Si toutes ces initiatives sont plébiscitées par les consommateurs - qui incluent de plus en plus les critères environnementaux et le cycle de vie des produits dans leur acte d'achat -, "la majorité des entreprises communique peu sur la valorisation de ces sous-produits", regrette Mechthild Donner, directrice de recherche à l'Inrae de Montpellier.
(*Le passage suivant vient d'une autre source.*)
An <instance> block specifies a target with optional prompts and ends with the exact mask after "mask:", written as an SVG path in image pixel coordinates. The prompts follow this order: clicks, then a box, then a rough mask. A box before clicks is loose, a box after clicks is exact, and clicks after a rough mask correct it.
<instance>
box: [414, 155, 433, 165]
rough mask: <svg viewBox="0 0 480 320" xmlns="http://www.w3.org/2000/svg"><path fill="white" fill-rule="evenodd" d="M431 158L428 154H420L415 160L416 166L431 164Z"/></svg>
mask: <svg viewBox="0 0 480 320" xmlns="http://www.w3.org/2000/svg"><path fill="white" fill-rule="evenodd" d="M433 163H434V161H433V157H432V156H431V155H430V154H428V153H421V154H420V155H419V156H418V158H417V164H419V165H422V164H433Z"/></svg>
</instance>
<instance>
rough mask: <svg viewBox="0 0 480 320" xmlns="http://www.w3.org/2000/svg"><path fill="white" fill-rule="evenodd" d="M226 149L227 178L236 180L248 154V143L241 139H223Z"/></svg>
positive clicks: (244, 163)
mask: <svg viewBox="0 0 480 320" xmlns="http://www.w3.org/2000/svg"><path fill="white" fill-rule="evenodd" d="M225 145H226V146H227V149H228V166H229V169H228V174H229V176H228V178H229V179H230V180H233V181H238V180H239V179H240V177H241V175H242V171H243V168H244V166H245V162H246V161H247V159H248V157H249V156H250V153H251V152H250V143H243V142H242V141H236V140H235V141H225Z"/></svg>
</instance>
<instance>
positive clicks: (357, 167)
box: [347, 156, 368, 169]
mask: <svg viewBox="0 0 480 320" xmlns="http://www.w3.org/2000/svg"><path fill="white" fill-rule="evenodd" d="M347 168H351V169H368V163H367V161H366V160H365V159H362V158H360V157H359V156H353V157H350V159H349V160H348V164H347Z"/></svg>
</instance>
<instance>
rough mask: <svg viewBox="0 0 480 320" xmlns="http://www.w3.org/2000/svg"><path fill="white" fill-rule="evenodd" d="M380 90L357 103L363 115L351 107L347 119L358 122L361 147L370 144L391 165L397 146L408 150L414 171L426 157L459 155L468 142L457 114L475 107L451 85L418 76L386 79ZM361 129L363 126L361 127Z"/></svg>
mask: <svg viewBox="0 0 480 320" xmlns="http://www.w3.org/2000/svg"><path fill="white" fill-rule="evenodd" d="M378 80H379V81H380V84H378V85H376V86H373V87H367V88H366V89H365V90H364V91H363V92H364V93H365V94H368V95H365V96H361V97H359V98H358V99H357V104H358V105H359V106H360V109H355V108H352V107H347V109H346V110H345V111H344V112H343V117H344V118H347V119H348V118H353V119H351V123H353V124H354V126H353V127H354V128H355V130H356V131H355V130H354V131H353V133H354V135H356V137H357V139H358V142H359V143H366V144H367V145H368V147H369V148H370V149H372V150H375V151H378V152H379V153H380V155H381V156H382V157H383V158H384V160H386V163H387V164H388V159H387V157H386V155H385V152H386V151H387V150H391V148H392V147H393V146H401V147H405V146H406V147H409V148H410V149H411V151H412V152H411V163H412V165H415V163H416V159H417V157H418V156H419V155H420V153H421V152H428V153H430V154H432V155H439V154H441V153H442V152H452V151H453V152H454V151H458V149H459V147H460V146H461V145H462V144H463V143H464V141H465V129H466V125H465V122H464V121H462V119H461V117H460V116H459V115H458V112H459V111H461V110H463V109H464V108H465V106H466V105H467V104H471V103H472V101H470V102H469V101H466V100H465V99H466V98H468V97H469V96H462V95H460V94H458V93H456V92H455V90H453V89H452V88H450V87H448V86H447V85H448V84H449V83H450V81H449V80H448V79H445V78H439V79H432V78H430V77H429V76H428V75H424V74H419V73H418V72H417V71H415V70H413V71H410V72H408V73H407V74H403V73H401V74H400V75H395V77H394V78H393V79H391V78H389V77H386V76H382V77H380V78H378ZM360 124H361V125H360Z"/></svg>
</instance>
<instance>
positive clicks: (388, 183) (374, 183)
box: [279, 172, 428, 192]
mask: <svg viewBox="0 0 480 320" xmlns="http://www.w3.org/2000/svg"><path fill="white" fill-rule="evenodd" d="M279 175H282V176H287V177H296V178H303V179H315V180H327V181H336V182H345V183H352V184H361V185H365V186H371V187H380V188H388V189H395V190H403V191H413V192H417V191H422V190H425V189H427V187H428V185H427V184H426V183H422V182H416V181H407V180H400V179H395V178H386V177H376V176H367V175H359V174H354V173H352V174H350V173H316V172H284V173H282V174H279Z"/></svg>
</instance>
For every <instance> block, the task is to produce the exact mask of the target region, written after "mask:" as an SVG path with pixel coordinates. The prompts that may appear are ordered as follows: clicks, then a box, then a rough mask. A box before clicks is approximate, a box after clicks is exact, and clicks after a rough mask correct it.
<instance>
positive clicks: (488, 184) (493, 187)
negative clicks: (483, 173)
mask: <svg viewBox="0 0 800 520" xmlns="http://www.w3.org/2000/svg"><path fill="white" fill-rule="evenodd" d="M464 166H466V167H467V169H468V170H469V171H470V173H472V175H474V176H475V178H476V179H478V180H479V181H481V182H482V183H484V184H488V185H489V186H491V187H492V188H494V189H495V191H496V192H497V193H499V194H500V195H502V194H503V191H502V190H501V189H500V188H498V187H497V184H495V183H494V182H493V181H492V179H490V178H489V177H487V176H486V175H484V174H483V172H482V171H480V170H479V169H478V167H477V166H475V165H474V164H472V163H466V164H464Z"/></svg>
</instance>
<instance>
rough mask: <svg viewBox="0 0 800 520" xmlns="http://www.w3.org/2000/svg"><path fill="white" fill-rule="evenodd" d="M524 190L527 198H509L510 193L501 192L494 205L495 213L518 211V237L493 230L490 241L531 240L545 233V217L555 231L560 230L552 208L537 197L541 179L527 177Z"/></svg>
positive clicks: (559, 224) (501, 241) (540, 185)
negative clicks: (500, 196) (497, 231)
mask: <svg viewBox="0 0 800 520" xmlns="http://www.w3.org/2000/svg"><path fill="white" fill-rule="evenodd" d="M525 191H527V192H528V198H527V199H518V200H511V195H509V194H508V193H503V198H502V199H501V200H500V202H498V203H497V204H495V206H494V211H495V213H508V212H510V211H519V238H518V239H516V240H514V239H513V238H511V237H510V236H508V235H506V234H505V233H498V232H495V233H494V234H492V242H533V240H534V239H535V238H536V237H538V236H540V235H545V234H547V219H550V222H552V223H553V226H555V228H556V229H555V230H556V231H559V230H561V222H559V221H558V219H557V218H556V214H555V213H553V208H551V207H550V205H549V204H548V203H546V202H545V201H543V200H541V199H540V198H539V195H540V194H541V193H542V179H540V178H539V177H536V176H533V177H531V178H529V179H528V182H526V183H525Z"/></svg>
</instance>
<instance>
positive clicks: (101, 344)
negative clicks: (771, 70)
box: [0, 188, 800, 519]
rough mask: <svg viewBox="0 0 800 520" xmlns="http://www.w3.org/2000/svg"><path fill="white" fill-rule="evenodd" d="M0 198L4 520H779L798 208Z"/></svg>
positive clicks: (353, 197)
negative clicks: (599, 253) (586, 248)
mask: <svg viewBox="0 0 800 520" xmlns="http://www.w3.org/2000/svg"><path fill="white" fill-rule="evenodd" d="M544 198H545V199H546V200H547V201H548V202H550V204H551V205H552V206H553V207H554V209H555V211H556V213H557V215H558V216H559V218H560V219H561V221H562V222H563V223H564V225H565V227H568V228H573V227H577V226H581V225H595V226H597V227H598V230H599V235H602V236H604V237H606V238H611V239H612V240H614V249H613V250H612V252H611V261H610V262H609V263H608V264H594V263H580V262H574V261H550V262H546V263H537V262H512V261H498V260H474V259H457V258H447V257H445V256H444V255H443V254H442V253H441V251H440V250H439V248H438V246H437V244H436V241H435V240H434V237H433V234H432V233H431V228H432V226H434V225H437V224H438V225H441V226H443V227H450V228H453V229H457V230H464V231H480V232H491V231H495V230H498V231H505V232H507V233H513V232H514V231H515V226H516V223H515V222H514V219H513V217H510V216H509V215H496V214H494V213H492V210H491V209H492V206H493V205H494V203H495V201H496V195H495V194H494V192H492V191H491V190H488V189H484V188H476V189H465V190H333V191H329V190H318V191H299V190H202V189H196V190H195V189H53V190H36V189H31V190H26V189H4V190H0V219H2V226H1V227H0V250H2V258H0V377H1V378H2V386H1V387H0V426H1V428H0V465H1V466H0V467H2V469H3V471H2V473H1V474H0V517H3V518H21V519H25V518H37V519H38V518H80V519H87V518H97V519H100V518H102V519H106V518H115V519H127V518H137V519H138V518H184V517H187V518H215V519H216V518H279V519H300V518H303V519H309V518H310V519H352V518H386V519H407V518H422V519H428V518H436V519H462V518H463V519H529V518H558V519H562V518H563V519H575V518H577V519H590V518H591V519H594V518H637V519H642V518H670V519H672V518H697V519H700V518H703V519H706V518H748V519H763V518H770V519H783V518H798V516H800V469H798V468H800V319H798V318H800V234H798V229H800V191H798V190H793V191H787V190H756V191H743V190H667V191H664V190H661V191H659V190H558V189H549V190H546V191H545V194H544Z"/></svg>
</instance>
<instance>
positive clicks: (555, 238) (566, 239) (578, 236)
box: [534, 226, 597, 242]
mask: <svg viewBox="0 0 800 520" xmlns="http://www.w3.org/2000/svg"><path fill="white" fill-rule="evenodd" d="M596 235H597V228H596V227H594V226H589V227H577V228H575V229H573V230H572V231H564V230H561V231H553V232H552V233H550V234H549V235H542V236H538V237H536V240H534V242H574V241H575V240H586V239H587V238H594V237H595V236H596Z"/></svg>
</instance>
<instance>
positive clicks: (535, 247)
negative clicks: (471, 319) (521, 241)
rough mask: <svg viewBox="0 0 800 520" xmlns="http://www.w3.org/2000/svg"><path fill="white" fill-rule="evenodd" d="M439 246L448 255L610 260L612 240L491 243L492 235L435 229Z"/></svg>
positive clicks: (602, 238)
Les autres difficultés auxquelles sont confrontées ces entreprises sont les coûts de production et de la logistique pour récupérer tous ces coproduits. "La réussite de la structuration de cette filière suppose aussi de s'associer avec des acteurs locaux spécialisés dans les différentes étapes du processus, afin de mutualiser les coûts, et de rechercher des partenaires publics et privés susceptibles d'accompagner et soutenir financièrement ces initiatives", ajoute la chercheuse. Une problématique récurrente à l'ensemble des coproduits agricoles.
Si l'agroindustrie est grande consommatrice de fruits et légumes qu'elle transforme en de nombreux aliments, depuis les compotes jusqu'aux sauces, en passant par les jus, les drêches (peaux et pépins), elles, sont peu ou pas valorisées aujourd'hui. Or, "la peau des tomates est un organe remarquable, car, bien qu'extrêmement fine, elle ne laisse pas passer l'eau, est insoluble, mais aussi très élastique", indique Bénédicte Bakan, directrice de recherche à l'Inrae de Nantes. Avant de rappeler que depuis des décennies, les chercheurs de l'institut travaillent sur la structure et la fonction de la peau de tomate, aussi appelée cuticule.
Ils ont ainsi élaboré un procédé permettant de déconstruire la cuticule et de libérer ses constituants, dont des acides gras hydroxylés. Ces molécules ont été ensuite rassemblées pour construire un nouveau polymère. Ainsi, ils ont créé un 'caoutchouc' 100 % naturel et biodégradable, dont les propriétés peuvent être modifiées sur mesure pour répondre aux différents usages. Si demain, toutes les voitures ne seront pas équipées de pneus à base de caoutchouc en peau de tomate, cet écomatériau peut subvenir aux besoins d'autres marchés ou à la fabrication de matériaux composites.
Plus globalement, la bioéconomie - qui repose sur des filières décarbonnées - suffira-t-elle pour sauver la planète ? Si ce nouveau modèle économique - qui permet de remplacer les composés d'origine pétrochimique par des coproduits, et privilégie les circuits courts et la proximité entre les centres de production et de transformation de la biomasse - apporte, à l'évidence, des réponses en matière d'émissions de gaz à effet de serre, les impacts environnementaux et sociaux ne sont pas absents pour autant. "Pour faire ces écomatériaux, il faut de l'eau et de l'énergie. Il faut donc faire attention à l'ensemble du système, et bien estimer les impacts liés à l'exploitation des ressources. Il faut aussi penser à laisser du carbone dans les champs pour les sols et ne pas perdre de vue que l'on a besoin de la biomasse pour l'alimentation", conclut Monique Axelos.